In recent years, a new type of 2D materials, moiré superlattice materials, has been made in laboratories and exhibits interesting behavior including superconductivity at “high” temperature, strange metals, correlated insulators, ferromagnetism, etc.[1, 2] Inspired by these experiments, we studied various graphene-based moiré materials. We found that band topology and electron-electron interaction can be easily tuned by electric field in these systems, which opens the door for various fascinating quantum many-body phenomena such as the quantum Hall effect at zero external magnetic field[3]. Our theoretical prediction was later confirmed by experimental studies[4]. In some moiré materials, the band topology can be tuned between “trivial” and “topologically non-trivial” with a perpendicular displacement field.
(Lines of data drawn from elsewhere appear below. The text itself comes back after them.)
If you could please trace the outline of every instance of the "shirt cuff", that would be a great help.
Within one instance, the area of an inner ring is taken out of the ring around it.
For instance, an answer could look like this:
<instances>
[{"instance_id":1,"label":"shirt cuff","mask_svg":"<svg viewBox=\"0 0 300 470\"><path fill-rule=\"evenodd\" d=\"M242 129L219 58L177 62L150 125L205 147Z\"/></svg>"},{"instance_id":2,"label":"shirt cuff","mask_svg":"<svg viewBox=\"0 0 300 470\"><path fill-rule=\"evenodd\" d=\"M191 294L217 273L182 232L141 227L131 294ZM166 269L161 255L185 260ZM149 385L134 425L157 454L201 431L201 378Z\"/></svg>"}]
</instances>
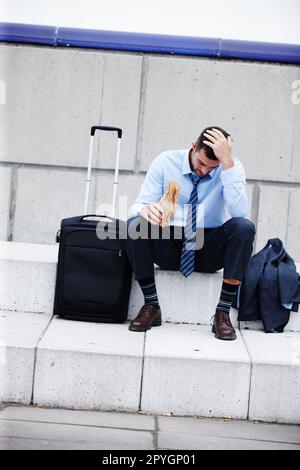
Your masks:
<instances>
[{"instance_id":1,"label":"shirt cuff","mask_svg":"<svg viewBox=\"0 0 300 470\"><path fill-rule=\"evenodd\" d=\"M146 203L143 204L141 202L136 202L135 204L133 204L133 206L131 206L131 210L130 210L130 217L135 217L136 215L140 215L141 210L146 205L147 205Z\"/></svg>"}]
</instances>

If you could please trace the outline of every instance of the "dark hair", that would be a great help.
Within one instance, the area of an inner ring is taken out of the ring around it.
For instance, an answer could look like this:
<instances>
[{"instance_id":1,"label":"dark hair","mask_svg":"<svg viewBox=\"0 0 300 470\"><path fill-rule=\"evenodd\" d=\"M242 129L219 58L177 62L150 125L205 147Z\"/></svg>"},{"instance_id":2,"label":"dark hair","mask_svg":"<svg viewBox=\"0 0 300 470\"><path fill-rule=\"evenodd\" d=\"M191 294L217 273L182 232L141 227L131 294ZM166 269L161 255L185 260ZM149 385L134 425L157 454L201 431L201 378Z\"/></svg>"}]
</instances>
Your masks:
<instances>
[{"instance_id":1,"label":"dark hair","mask_svg":"<svg viewBox=\"0 0 300 470\"><path fill-rule=\"evenodd\" d=\"M207 140L207 137L205 137L204 133L208 130L212 130L212 129L218 129L219 131L222 132L222 134L224 134L224 136L227 137L230 135L228 134L228 132L224 131L224 129L222 129L221 127L218 127L218 126L210 126L210 127L206 127L200 134L200 136L198 137L198 139L196 140L196 143L195 143L195 147L196 149L195 150L201 150L203 149L204 152L205 152L205 156L209 159L209 160L218 160L217 157L215 156L214 154L214 151L211 147L209 147L207 144L204 144L203 143L203 140Z\"/></svg>"}]
</instances>

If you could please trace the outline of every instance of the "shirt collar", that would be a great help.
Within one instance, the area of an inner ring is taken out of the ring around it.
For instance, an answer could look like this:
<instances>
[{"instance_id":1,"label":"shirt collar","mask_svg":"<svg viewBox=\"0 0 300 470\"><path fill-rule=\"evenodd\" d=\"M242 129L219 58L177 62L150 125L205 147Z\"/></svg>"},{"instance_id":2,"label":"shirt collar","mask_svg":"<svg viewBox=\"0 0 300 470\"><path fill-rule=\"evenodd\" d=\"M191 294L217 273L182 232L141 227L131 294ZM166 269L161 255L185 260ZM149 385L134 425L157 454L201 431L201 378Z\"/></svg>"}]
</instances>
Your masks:
<instances>
[{"instance_id":1,"label":"shirt collar","mask_svg":"<svg viewBox=\"0 0 300 470\"><path fill-rule=\"evenodd\" d=\"M187 149L184 151L184 156L183 156L183 162L182 162L182 175L188 175L189 173L192 173L191 167L190 167L190 162L189 162L189 153L191 149ZM220 165L216 166L213 170L211 170L206 176L210 176L212 178L214 174L216 173L217 169L219 168Z\"/></svg>"}]
</instances>

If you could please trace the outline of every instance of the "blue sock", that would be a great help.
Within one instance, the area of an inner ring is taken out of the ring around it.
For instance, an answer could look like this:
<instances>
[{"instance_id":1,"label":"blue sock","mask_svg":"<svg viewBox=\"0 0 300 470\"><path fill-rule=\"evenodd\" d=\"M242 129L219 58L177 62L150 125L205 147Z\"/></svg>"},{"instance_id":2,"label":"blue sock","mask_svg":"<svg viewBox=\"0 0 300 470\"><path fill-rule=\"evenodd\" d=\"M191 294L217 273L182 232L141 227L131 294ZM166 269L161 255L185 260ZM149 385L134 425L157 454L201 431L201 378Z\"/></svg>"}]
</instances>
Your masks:
<instances>
[{"instance_id":1,"label":"blue sock","mask_svg":"<svg viewBox=\"0 0 300 470\"><path fill-rule=\"evenodd\" d=\"M237 294L239 285L227 284L223 281L220 300L217 309L229 313L232 302Z\"/></svg>"},{"instance_id":2,"label":"blue sock","mask_svg":"<svg viewBox=\"0 0 300 470\"><path fill-rule=\"evenodd\" d=\"M139 279L138 283L143 291L145 304L153 304L159 307L154 277Z\"/></svg>"}]
</instances>

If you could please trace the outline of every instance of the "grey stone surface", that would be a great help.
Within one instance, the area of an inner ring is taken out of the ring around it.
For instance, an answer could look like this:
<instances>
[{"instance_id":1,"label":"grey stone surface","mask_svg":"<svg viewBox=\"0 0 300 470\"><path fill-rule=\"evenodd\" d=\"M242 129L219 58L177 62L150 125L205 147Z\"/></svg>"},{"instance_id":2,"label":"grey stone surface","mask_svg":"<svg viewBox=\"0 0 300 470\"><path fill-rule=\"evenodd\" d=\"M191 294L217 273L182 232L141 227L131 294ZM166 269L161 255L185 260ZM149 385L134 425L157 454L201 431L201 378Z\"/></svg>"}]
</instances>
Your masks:
<instances>
[{"instance_id":1,"label":"grey stone surface","mask_svg":"<svg viewBox=\"0 0 300 470\"><path fill-rule=\"evenodd\" d=\"M7 240L8 236L10 196L11 168L0 166L0 240Z\"/></svg>"},{"instance_id":2,"label":"grey stone surface","mask_svg":"<svg viewBox=\"0 0 300 470\"><path fill-rule=\"evenodd\" d=\"M0 412L0 448L298 450L300 427L9 406Z\"/></svg>"},{"instance_id":3,"label":"grey stone surface","mask_svg":"<svg viewBox=\"0 0 300 470\"><path fill-rule=\"evenodd\" d=\"M219 124L232 133L233 153L251 180L248 193L262 182L259 210L254 204L248 215L258 218L255 249L268 235L280 236L290 254L300 256L299 188L282 185L300 182L300 105L292 102L291 86L299 67L1 44L0 71L7 88L0 160L30 163L18 171L14 240L52 243L60 219L81 213L91 125L122 127L120 168L146 171L158 153L188 147L203 127ZM113 170L115 134L96 133L94 140L93 166ZM60 176L56 166L49 173L49 164L64 166ZM71 167L81 170L72 174ZM111 200L112 174L97 175L90 212ZM120 193L130 203L143 178L120 175ZM2 191L5 240L10 190Z\"/></svg>"},{"instance_id":4,"label":"grey stone surface","mask_svg":"<svg viewBox=\"0 0 300 470\"><path fill-rule=\"evenodd\" d=\"M295 261L300 260L300 189L291 189L289 194L289 214L286 246ZM300 266L299 266L300 268Z\"/></svg>"},{"instance_id":5,"label":"grey stone surface","mask_svg":"<svg viewBox=\"0 0 300 470\"><path fill-rule=\"evenodd\" d=\"M163 150L188 147L207 125L221 125L232 133L248 178L299 181L300 173L290 172L290 84L299 73L288 65L148 57L142 168Z\"/></svg>"},{"instance_id":6,"label":"grey stone surface","mask_svg":"<svg viewBox=\"0 0 300 470\"><path fill-rule=\"evenodd\" d=\"M6 436L9 436L12 440ZM0 437L5 448L67 449L152 449L153 437L149 431L97 428L95 426L61 425L22 421L0 421ZM3 439L6 439L3 441ZM17 442L16 438L21 438ZM22 440L26 438L26 442ZM1 441L0 441L1 442ZM3 448L3 447L2 447ZM24 447L22 447L24 448Z\"/></svg>"},{"instance_id":7,"label":"grey stone surface","mask_svg":"<svg viewBox=\"0 0 300 470\"><path fill-rule=\"evenodd\" d=\"M119 174L119 184L117 188L117 212L119 219L127 220L130 216L130 207L135 202L140 187L144 181L144 175ZM114 186L114 174L100 174L96 177L96 198L95 210L97 214L111 214L111 204Z\"/></svg>"},{"instance_id":8,"label":"grey stone surface","mask_svg":"<svg viewBox=\"0 0 300 470\"><path fill-rule=\"evenodd\" d=\"M246 418L249 383L238 331L236 341L216 340L208 326L164 324L147 332L142 410Z\"/></svg>"},{"instance_id":9,"label":"grey stone surface","mask_svg":"<svg viewBox=\"0 0 300 470\"><path fill-rule=\"evenodd\" d=\"M0 242L0 309L53 313L58 245Z\"/></svg>"},{"instance_id":10,"label":"grey stone surface","mask_svg":"<svg viewBox=\"0 0 300 470\"><path fill-rule=\"evenodd\" d=\"M4 416L5 410L2 412ZM0 415L1 417L1 415ZM161 432L198 437L248 439L257 441L284 442L300 445L300 427L237 421L234 419L205 419L195 417L159 416L158 429Z\"/></svg>"},{"instance_id":11,"label":"grey stone surface","mask_svg":"<svg viewBox=\"0 0 300 470\"><path fill-rule=\"evenodd\" d=\"M90 127L101 123L126 128L121 167L133 168L141 64L130 54L2 45L0 71L8 86L0 159L85 166ZM96 139L99 145L106 151L101 167L114 168L115 145L109 137Z\"/></svg>"},{"instance_id":12,"label":"grey stone surface","mask_svg":"<svg viewBox=\"0 0 300 470\"><path fill-rule=\"evenodd\" d=\"M83 214L86 173L20 168L13 240L55 243L61 219ZM93 210L95 186L91 185Z\"/></svg>"},{"instance_id":13,"label":"grey stone surface","mask_svg":"<svg viewBox=\"0 0 300 470\"><path fill-rule=\"evenodd\" d=\"M68 332L66 334L66 332ZM35 404L138 411L144 335L55 317L37 350Z\"/></svg>"},{"instance_id":14,"label":"grey stone surface","mask_svg":"<svg viewBox=\"0 0 300 470\"><path fill-rule=\"evenodd\" d=\"M64 410L34 406L7 406L0 412L0 420L17 420L78 426L139 429L154 431L153 416L139 413L115 413L88 410Z\"/></svg>"},{"instance_id":15,"label":"grey stone surface","mask_svg":"<svg viewBox=\"0 0 300 470\"><path fill-rule=\"evenodd\" d=\"M0 401L29 404L35 351L50 318L20 312L0 314Z\"/></svg>"},{"instance_id":16,"label":"grey stone surface","mask_svg":"<svg viewBox=\"0 0 300 470\"><path fill-rule=\"evenodd\" d=\"M238 439L230 436L186 435L162 432L158 436L158 446L163 449L193 450L299 450L300 445L278 442L264 442L256 439Z\"/></svg>"},{"instance_id":17,"label":"grey stone surface","mask_svg":"<svg viewBox=\"0 0 300 470\"><path fill-rule=\"evenodd\" d=\"M249 419L300 424L300 333L241 333L252 361Z\"/></svg>"},{"instance_id":18,"label":"grey stone surface","mask_svg":"<svg viewBox=\"0 0 300 470\"><path fill-rule=\"evenodd\" d=\"M261 250L269 238L278 237L284 245L286 244L288 210L289 189L282 186L261 185L256 251Z\"/></svg>"}]
</instances>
On the “trivial” side, with electron interaction taken into account, one natural and important question is the low energy effective theory. We constructed an SU(4) Hubbard model for some of these moiré materials, which has been rarely explored in the condensed matter literature. We studied this SU(4) Hubbard model and found that it can realize spin liquids and pseudo-gap metals [5]. On the “topological” side, there is difficulty in formulating a low energy effective lattice model, which comes from an obstruction to constructing symmetric, localized Wannier functions. We circumvented this lattice obstruction by either enlarging the low energy Hilbert space [6] or by constructing a momentum space model[7] for twisted bilayer graphene(TBLG) aligned with hexagonal boron nitride(hBN). We also discussed the effect of translation symmetry breaking in this system[7]. Motivated by these results in moiré superlattices, we considered the effect of electron interaction in a generic topological band. We studied the model of electrons confined to lowest Landau level (LLL) in a spatially periodic magnetic field. We showed that there is a relationship between spatially periodic magnetic field acting on LLL and momentum space periodic Berry curvature in a topological Chern band. We considered spinful electrons at total filling 𝜈 = 1 and studied the spin wave dispersion in the presence of Coulomb potential. We found that compared to uniform magnetic field, the spin stiffness increases in the periodic magnetic field.